— Увидели ли вы достаточно?
Голос раздался из темноты, и все трое вздрогнули, стволы оружия мгновенно наведены на источник звука. Из тени вышел Добровский. Он был едва узнаваем. Его лицо, когда-то интеллигентное, теперь еще сильнее иссохло, кожа просвечивала синеватыми черными венами, будто под ней ползали чернильные тени. Глаза — слишком яркие, слишком осознающие, полные боли. Он шатался, его руки дергались, пальцы сжимались и разжимались, будто тело не слушалось его.
— Ты... — Коул не опустил ствол. — Мы думали, ты мертв.
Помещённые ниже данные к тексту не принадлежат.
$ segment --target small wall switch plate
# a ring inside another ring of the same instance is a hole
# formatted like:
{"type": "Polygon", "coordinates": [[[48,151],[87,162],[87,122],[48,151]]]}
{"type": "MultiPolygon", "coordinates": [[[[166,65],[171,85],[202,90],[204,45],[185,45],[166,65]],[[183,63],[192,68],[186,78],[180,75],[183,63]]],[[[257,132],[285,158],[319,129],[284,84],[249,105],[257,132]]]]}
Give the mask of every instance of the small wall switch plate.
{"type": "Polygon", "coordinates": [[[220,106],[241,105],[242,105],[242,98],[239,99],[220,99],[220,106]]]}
Там, в тоннелях...
— Я должен был умереть, — Добровский кашлянул, и из уголка рта струйкой потекла черная жидкость. — Но я не мог... не мог позволить себе такой роскоши.
Он посмотрел в сторону метеорита.
— Вы видели записи. Вы знаете, что я натворил. Метеорит был надеждой… Надеждой на исцеление.
— Какого черта ты не уничтожил метеорит, если знал, на что он способен?! — Ярек вырвался вперед. Его голос звенел от ярости. — Ты же видел, что он делал с людьми!
Добровский медленно повернул к нему голову.
— Потому что я ученый.
Он сделал шаг вперед, и теперь все видели, как его кожа шевелится под одеждой, будто под ней что-то живет.
— Потому что я верил, что смогу исправить ошибку.
Черная жидкость капнула из его носа на его грязный серый свитер. Он не вытер ее.
— Потому что... потому что я боялся.
— Боялся? — спросил Коул.
— Что, если... это последний шанс. — Добровский поднял дрожащую руку к метеориту. — Что если я уничтожу единственное, что могло бы спасти человечество от вымирания...
Он не договорил.
Ярек фыркнул:
— И что? Теперь мы все должны сказать "спасибо", что ты оставил нам эту чертову хрень?
Добровский резко повернулся к нему:
— Нет! — Его голос сорвался в хрип. — Я оставил выбор. Тот, которого у меня не было!
Он схватился за грудь, будто сердце разрывалось.
— Корсо... Морозов... Они уже решили за всех. Они превращали людей в оружие! А я... Я спрятал его. Чтобы только тот, кто действительно готов взять на себя ответственность... мог решить.
— Ты играл в бога, — Коул бросил это как обвинение. — И из-за тебя весь город превратился в ад.
Добровский закрыл глаза, его веки дрожали.
— Да.
Одно слово. Признание. Он раскрыл глаза, и в них горело что-то, что заставило Коула напрячься.
— Но они не хотели, чтобы их технологию контролировали. Они создали её как оружие. Как инструмент... очищения.
Тьерри шагнул вперед.
— Нет! — его голос дрожал от убежденности. — Мы можем переписать код! Если у нас будет время, если мы—
— Вы видели, что происходит! — Добровский внезапно закричал, его голос сорвался в хрип. — Вы видели весь этот кошмар своими глазами! Вы держали за руку умирающих друзей!
Пульсация метеорита, мертвый свет, дробящийся на металле.
— Теперь выбор за вами, — Добровский опустил голову. — Уничтожить всё. Или... рискнуть.
Коул посмотрел на Тьерри. На Ярека. На метеорит.
— Как? — спросил он тихо.
Добровский показал на панель.
— В тех данных есть код самоуничтожения. Осталось только ввести его.
— А если сохранить? — встрял Тьерри.
— Тогда вы станете не лучше Корсо, — Добровский взглянул на него. — Потому что кто-то должен будет решать... кого превращать, а кого — нет.
Ярек засмеялся — коротко, жестко.
— Значит, выбора и нет.
Добровский не ответил. Он посмотрел на Коула.
— Решай.
Их разговор прервал металлический скрежет раскрывающихся дверей.
Из темноты шагнул Корсо, но это был уже не тот человек, которого они знали. Его кожа приобрела мертвенно-серый оттенок, по ней ползли черные жилы, пульсирующие в такт мерцанию метеорита. За ним — десяток солдат "Гипериона".
— Вы все еще верите, что можете победить? — голос Корсо гудел, как искаженный радиосигнал. Он расправил плечи, и в его движениях было что-то неестественно плавное.
— Человечество уже проиграло. То, что случилось здесь — это не конец — это начало.
Коул поднял винтовку, но Корсо лишь усмехнулся.
— Вы цепляетесь за свою хрупкую плоть, как слепые щенки за теплую подстилку. Он шагнул вперед, его тень растянулась по стенам.
— Мы слабы. Мы болеем. Мы умираем. А они... Он кивнул в сторону метеорита. — Они предлагают нам стать сильнее.